I’m currently at the 41st Union World Conference in Berlin, Germany and this morning enjoyed an interactive session debating whether walk-in testing should be available for TB and whether self-testing for HIV should be rolled out in all settings.
Several academics and public health specialists were invited by the meeting chairs, Anthony Harries and Reuben Granich to debate this issue before members of the audience weighed in with their own views: it was a fascinating and successful format.
Helen Ayles (London School of Hygiene and Tropical Medicine and the ZAMBART Project, University of Zambia, Lusaka, Zambia, Africa) gave an overview of a trial she is currently running in Zambia named ZAMSTAR (protocol here and registration here). She drew attention to a need to integrate TB and HIV care and how we may need complex community-ld interventions to reach those in most need.
The main issues are that of those people with a persistent cough or coughing up blood (suspected TB) only 50% seek a diagnosis at a healthcare facility, and of those that do so, only 20% are correctly diagnosed, at least in the trial setting in Zambia. Walk-in tuberculosis testing was popular and uptake was high: and most participants in the audience agreed with Dr Ayles that there are few good reasons not to recommend TB testing, although it should be linked to appropriate follow-up health care advice.

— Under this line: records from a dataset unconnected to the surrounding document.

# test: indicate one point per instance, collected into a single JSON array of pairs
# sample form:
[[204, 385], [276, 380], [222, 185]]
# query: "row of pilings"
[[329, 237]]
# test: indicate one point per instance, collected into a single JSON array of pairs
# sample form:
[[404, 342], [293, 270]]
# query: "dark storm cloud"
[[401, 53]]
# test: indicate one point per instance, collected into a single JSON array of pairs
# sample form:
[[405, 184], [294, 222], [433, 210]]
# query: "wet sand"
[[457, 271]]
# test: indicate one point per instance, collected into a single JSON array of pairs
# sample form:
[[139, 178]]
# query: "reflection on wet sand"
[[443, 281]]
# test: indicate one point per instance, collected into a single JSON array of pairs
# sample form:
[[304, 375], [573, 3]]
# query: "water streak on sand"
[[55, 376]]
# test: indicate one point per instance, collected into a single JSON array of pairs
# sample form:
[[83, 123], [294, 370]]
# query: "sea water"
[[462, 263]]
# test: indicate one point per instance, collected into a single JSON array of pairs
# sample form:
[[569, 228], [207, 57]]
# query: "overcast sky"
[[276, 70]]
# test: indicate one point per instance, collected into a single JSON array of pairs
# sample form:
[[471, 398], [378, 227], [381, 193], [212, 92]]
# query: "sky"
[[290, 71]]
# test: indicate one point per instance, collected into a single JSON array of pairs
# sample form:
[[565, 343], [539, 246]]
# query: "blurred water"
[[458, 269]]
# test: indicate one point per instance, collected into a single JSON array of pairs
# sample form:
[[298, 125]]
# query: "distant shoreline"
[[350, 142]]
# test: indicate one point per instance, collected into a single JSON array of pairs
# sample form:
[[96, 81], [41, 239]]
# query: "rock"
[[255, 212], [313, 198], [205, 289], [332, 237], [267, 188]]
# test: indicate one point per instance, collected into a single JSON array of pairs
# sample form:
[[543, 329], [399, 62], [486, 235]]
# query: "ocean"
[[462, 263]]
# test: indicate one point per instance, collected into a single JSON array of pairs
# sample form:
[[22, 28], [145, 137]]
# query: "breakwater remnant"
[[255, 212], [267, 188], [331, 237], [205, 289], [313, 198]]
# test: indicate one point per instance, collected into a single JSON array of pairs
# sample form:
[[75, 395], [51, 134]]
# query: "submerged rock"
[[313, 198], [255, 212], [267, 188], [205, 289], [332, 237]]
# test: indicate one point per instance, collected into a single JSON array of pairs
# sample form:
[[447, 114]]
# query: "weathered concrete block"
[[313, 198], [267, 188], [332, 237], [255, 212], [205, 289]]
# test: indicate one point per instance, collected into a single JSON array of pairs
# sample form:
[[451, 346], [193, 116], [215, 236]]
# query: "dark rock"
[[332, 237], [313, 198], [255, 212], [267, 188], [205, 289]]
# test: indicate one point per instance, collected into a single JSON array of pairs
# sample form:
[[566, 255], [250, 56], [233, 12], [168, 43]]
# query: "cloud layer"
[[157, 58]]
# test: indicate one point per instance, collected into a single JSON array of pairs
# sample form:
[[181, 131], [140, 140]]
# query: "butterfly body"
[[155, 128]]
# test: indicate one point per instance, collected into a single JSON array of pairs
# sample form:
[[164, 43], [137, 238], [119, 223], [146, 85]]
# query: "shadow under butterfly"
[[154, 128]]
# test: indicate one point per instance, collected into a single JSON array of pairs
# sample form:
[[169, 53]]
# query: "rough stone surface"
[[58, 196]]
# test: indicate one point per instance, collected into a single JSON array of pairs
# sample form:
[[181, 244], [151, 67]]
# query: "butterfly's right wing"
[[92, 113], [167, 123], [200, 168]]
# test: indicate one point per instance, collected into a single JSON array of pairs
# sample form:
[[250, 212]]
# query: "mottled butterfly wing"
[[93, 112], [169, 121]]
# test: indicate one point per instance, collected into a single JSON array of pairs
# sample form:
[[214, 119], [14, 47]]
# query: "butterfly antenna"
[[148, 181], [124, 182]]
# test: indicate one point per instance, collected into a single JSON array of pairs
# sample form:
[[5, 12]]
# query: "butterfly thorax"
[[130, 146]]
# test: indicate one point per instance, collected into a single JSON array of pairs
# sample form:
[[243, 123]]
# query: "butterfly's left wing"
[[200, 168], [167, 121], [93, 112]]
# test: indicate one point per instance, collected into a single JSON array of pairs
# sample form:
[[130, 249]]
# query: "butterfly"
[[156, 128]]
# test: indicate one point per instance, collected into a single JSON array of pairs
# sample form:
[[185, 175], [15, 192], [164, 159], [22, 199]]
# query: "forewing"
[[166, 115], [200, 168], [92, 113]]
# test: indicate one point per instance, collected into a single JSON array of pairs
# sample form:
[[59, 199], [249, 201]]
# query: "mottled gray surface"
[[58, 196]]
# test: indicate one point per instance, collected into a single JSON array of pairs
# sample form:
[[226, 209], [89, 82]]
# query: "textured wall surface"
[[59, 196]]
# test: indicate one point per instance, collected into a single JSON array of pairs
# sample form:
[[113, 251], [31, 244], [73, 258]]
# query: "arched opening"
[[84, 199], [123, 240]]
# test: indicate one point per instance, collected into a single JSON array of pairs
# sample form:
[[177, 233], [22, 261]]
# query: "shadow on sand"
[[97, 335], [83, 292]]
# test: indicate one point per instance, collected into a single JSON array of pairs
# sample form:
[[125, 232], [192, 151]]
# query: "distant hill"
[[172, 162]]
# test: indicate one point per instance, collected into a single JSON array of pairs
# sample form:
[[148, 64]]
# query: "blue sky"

The problems surrounding walk-in HIV tests are more complex . Elizabeth Corbett (also from the London School of Hygiene and Tropical Medicine) advocated for walk-in testing for HIV, commenting that over the counter HIV-testing kits will soon be available in the USA and that the widespread availability of self-testing kits should be rolled out around the world. This would improve testing rates because many people either cannot or will not travel to a health facility to take a test. She also cautioned that the availability of over the counter tests could also mean that people might buy tests over the internet, with the concomitant potential problem of trading of counterfeit tests.
The issues are not as straightforward as making tests available for TB, a curable disease: those raised by the audience included stigma of a positive HIV test, lack of counselling at the test site (in the home) and subsequent potential for depression or even suicide upon a positive result, lack of reinforcement of public health messaging if a result was negative and the potential for coercion to take tests.
The audience broadly agreed upon widening availability of self-tests for HIV, but wanted evidence of how it would work including what happened AFTER the test was used, although there was some agreement that if everyone tested, the stigma might eventually be reduced. Certainly, qualitative research might have a powerful input into assessing the potential for widespread self-testing, as would trials of such an implementation.
Rony Zachariah from MSF summed it up really well, saying that ‘there needs to be a paradigm change, to empower people not patients’.